Il presidente del Consiglio cita l’ultimo rapporto Caritas e lancia l’allarme sull’aggravarsi della povertà. “Il sistema di sicurezza sociale è squilibrato. Non protegge a sufficienza tempo determinato e i lavoratori autonomi”. Preoccupa il termine del blocco dei licenziamenti. La pandemia “presto potrebbe colpire i lavoratori con contratto a tempo indeterminato”
Foto da Agenzia DIRE
ROMA - “La diffusione del virus ha comportato gravissime conseguenze sul tessuto economico e sociale nel nostro paese”, la povertà si è “aggravata”, mentre “gravi e con pochi precedenti storici” sono gli effetti sulle disuguaglianze. A lanciare l’allarme sui numeri preoccupanti della povertà in Italia è il presidente del Consiglio Mario Draghi nel suo
discorso programmatico tenuto questa mattina in Senato. Un discorso lungo e dettagliato accolto da numerosi applausi da parte dell’emiciclo. “La diffusione del covid ha provocato ferite profonde nelle nostre comunità”, ha affermato Draghi che citando i dati della Caritas Italiana ha voluto sottolineare la gravità della situazione. “I dati dei centri di ascolto Caritas che confrontano il periodo maggio-settembre del 2019 con lo stesso periodo del 2020 mostrano che da un anno all’altro l’incidenza dei nuovi poveri passa dal 31 al 45% - ha spiegato Draghi -. Quasi una persona su due che oggi si rivolge alla Caritas lo fa per la prima volta”.

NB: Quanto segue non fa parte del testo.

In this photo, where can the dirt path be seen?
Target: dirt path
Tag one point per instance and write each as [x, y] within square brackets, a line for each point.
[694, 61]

I dati a cui ha fatto riferimento il presidente del Consiglio sono quelli del rapporto
“Gli anticorpi della solidarietà” pubblicato dalla Caritas il 17 ottobre 2020, in occasione della Giornata mondiale di contrasto alla povertà. Secondo il rapporto, durante il periodo preso in esame è aumentato il peso delle famiglie con minori, delle donne, dei giovani, dei nuclei di italiani che risultano in maggioranza (52% rispetto al 47,9 % dello scorso anno) e delle persone in età lavorativa”. Tutte fasce di cittadini “finora mai sfiorati dall’indigenza”, ha aggiunto Draghi oggi durante il suo discorso in Senato. Tuttavia, si legge nel rapporto Caritas, “rispetto allo shock economico del 2008, a fare la differenza è il punto dal quale si parte: nell’Italia del pre-pandemia (2019) il numero di poveri assoluti è più che doppio rispetto al 2007, alla vigilia del crollo di Lehman Brothers”. In attesa del nuovo rapporto Istat sulla povertà che verrà pubblicato fra qualche mese e che conterrà i dati ufficiali sul 2020, la rilevazione della Caritas mostra dati più aggiornati rispetto all’ultima rilevazione dell’Istituto di statistica che mostra trend fermi al 2019 e con ogni probabilità superati da un anno di pandemia. Dati, quelli Istat relativi al 2019, che facevamo ben sperare: dopo anni di crescita costante, la povertà aveva fatto registrare un calo consistente con un milione e 674 mila famiglie (ovvero 4 milioni e 593 mila gli individui) in condizione di povertà assoluta. Dati che riportavano il numero di poveri al 2015, dopo il record registrato tra il 2017 e il 2018 con i dati sulla povertà assoluta più alti dal 2005 al 2019.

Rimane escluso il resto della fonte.